There is an anecdote behind it, actually. I knew that I wanted to investigate the legal implications of the status of international organizations as subjects of international law, but was coming to the topic from a rather abstract perspective, unsure of how exactly to tackle it. Then I had the opportunity to serve as assistant to Special Rapporteur, Giorgio Gaja, at the International Law Commission in the summer of 2009, when the Commission completed the first reading of the Articles on the Responsibility of International Organizations for Internationally Wrongful Acts. As I was helping Prof Gaja edit and format the draft commentaries appended to the Articles, I was puzzled by an argument that recurred in the text: that various provisions from the 2001 Articles on State Responsibility could be extended to international organizations because there was no reason to distinguish between those organizations and states. That assumption seemed reasonably convincing, but I kept asking myself, ‘what kind of justification is this?’. 

A few days later, as I was idly browsing the shelves of the library at the UN Headquarters in Geneva, I came across Sir Hersch Lauterpacht’s ‘Private Law Sources and Analogies of International Law’, which happens to be based on the doctorate he defended at the London School of Economics in 1926. Reading through the first sections of that book, it dawned on me that the reason I thought the ILC’s approach was somewhat appealing is that saying that there is no reason to distinguish between states and international organizations is the same as saying that the two categories of international legal subjects are analogous for certain purposes. And that, if this were indeed true, there would be a basis in legal reasoning to extend rules from one category of international legal persons to the other. That provided me with a productive angle to approach the questions that captured my imagination at the time.
 

How long did it take to produce your book from initial conception to publication?

More than nine years passed from the epiphany in the library to the date of publication of the book. But the doctoral thesis on which the book is based was written between October of 2010 and February 2014, and I worked on the manuscript on and off until submitting it to the publisher in February 2018.

 

What is the most difficult part about writing for you?

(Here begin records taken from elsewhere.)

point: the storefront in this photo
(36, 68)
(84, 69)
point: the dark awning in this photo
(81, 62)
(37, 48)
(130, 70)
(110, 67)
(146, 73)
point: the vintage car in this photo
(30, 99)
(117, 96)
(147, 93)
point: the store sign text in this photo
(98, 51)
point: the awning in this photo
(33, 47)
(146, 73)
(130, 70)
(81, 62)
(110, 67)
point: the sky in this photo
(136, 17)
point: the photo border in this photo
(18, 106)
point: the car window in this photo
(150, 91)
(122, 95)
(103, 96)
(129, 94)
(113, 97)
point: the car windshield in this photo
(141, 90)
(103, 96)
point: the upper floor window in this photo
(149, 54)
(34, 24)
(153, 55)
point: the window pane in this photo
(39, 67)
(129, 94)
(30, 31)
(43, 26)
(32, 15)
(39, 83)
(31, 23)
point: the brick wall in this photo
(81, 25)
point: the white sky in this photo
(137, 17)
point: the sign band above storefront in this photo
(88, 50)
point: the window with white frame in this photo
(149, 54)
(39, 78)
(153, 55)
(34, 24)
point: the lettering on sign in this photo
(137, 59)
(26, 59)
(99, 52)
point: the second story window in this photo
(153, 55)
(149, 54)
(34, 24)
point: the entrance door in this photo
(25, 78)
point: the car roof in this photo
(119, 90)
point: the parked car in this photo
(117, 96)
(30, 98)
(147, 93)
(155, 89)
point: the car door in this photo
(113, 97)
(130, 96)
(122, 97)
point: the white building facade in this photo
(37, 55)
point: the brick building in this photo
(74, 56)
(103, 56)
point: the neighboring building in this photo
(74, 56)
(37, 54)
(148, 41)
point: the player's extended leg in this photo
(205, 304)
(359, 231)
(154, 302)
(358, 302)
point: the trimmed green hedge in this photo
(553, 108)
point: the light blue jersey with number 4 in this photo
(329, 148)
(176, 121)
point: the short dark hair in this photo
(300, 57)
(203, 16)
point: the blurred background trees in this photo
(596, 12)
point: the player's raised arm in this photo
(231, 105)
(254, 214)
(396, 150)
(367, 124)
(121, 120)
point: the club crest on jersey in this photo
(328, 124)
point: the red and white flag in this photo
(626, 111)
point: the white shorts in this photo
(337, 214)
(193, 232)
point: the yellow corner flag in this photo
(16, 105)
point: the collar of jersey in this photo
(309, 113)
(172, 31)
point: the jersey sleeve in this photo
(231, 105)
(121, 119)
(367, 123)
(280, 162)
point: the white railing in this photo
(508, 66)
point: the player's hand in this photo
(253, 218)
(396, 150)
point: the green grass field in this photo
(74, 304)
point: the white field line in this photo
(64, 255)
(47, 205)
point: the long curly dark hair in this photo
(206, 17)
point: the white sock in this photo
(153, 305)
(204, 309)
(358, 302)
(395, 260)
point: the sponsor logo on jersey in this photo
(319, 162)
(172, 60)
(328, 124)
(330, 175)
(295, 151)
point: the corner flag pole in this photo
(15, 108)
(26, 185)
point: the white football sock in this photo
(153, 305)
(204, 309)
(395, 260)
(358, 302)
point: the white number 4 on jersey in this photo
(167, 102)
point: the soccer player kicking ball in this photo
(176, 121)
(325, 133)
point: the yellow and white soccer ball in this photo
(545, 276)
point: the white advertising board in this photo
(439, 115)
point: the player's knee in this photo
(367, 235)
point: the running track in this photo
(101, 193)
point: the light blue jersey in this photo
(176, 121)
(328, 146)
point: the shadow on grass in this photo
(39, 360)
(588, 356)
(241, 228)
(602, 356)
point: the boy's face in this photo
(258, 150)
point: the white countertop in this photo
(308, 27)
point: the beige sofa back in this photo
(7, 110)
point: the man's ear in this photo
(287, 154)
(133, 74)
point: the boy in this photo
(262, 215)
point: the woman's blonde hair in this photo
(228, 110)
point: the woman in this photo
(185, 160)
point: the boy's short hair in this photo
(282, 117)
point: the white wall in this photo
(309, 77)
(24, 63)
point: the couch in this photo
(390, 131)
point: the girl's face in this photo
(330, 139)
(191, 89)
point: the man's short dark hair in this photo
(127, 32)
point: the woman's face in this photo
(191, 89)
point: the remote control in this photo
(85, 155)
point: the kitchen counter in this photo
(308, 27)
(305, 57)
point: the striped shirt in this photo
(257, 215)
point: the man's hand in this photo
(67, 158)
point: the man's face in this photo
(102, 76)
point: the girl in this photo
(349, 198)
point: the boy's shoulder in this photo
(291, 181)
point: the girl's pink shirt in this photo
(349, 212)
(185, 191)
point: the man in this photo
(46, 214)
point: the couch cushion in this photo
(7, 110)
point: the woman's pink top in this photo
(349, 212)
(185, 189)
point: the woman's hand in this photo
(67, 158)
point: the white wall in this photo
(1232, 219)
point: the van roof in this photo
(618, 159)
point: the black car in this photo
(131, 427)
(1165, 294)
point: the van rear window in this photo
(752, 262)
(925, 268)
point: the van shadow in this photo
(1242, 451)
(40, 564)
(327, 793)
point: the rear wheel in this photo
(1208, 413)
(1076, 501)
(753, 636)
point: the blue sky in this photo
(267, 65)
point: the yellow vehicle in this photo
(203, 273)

First drafts, for sure. I quite enjoy the editing process but find committing my thoughts to writing for the first time a bit stressful.

 

Why should people read your book?

The book does a number of things that people may find interesting. It offers some reflections on how gaps in international law are filled and how participation in the international legal system has been widened and transformed with the emergence of international organizations. For those interested in international organizations, the book discusses what kind of international legal creatures they are and what can be illuminating ways of thinking about the default rules that apply to them on the international plane. It does so by considering the place of analogy in (international) legal reasoning and going through arguments made in favour and against comparing international organizations with states in codification projects carried out by the ILC and in other forums. The book’s ambition is thus not only to theorise about international legal subjects but also to help practitioners work through identifying the law that applies to them in the context of real-life legal disputes.

 

What book is currently on your bedside table?

My bedside table is reserved for fiction and the occasional biography, so you won’t find any law books there! At the minute, I am finishing ‘Middlesex’ by Jeffrey Eugenides. 

 

What are you working on now?

I have been busy with a few short-term projects, but the main item on my research agenda is legal reasoning in international law. My plan is to take a close jurisprudential look at forms of legal argument that are prevalent in international law and, by doing so, enhance our understanding of how the international legal system manages to work despite the high degree of uncertainty that the absence of centralised governance structures produces.